5. The multimodal fusion detection method according to claim 1, characterized in that, The dual-channel feature fusion layer includes a feature alignment module, a cross-modal attention module, a collaborative verification module, and a fusion reconstruction module. The multimodal feature fusion process includes: The feature alignment module maps the first modal feature and the second modal feature to a unified dimensional space; The cross-modal attention module uses one modal feature as the query vector and the other modal feature as the key vector, dynamically calculates and adjusts the modal weights of the query vector and the key vector, and dynamically adjusts the weight allocation ratio of each attention head in the multi-head attention based on the correlation index or confidence index of the first modal feature and the second modal feature, and obtains the cross-modal interaction features through multi-head attention calculation. The collaborative verification module performs mutual verification during the multimodal fusion process. In the fusion stage, it performs consistency comparison based on the abnormal scores output by each modality feature. When the difference between the two scores exceeds the preset difference threshold, the cross-modal consistency verification mechanism is triggered to eliminate misjudgment interference caused by single modal noise. The fusion reconstruction module splices, weights, or performs residual fusion of the verified cross-modal interaction features, and reconstructs the fused features through a multilayer perceptron to obtain the fused feature representation.

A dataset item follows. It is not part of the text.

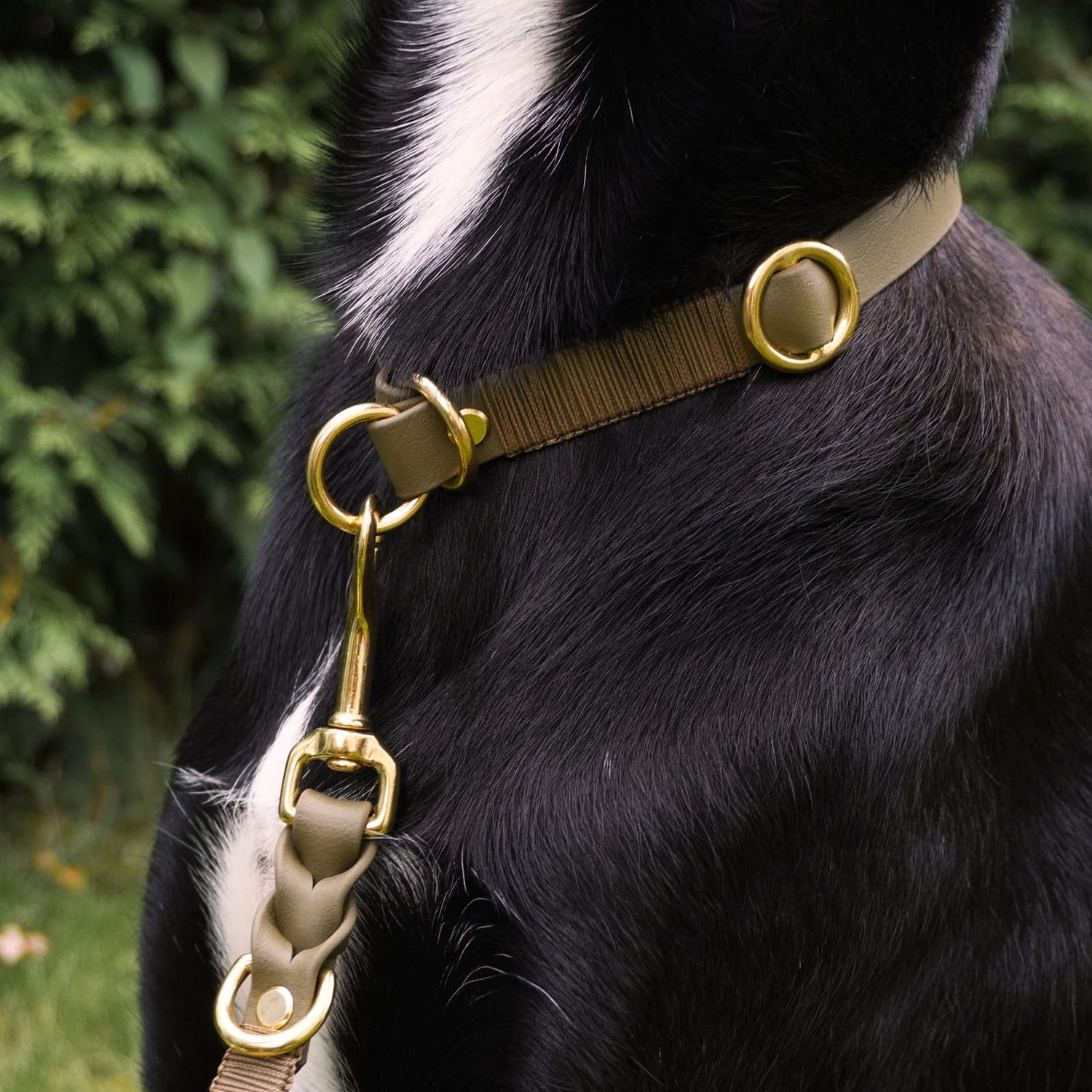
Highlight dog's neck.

6. The multimodal fusion detection method according to claim 1, characterized in that, The detection head network includes at least one fully connected layer and a softmax classification layer and / or a sigmoid discriminant layer; The softmax classification layer is used to output multi-class classification results, and the sigmoid discriminant layer is used to output binary classification anomaly detection results.
7. The multimodal fusion detection method according to claim 1, characterized in that, The step S106, which involves displaying and / or alarming based on the detection results, includes: The monitoring interface displays the first modal image of the object to be detected and the detection result; in response to the detection result meeting the preset abnormal conditions, it issues an audible and visual alarm signal and / or sends an alarm message to the host computer.
8. The multimodal fusion detection method according to claim 1, characterized in that, The method further includes: The fused feature representation and detection results are stored as a historical sample dataset; Based on the historical sample dataset, the CNN channels, the Transformer channels, and the dual-channel feature fusion layer are retrained online or offline; wherein, the retraining process includes: A modality reliability weight adjustment mechanism is introduced to dynamically update the fusion weights based on the quality of each modality data in historical samples; convolution kernel pruning is performed on the CNN channels, and attention sparsification is performed on the Transformer channels to continuously improve the multimodal fusion detection performance and inference real-time performance.
9. A computer-readable storage medium, characterized in that, The computer-readable storage medium stores a computer program, which is loaded and executed by a processor to implement the multimodal fusion detection method as described in any one of claims 1 to 8.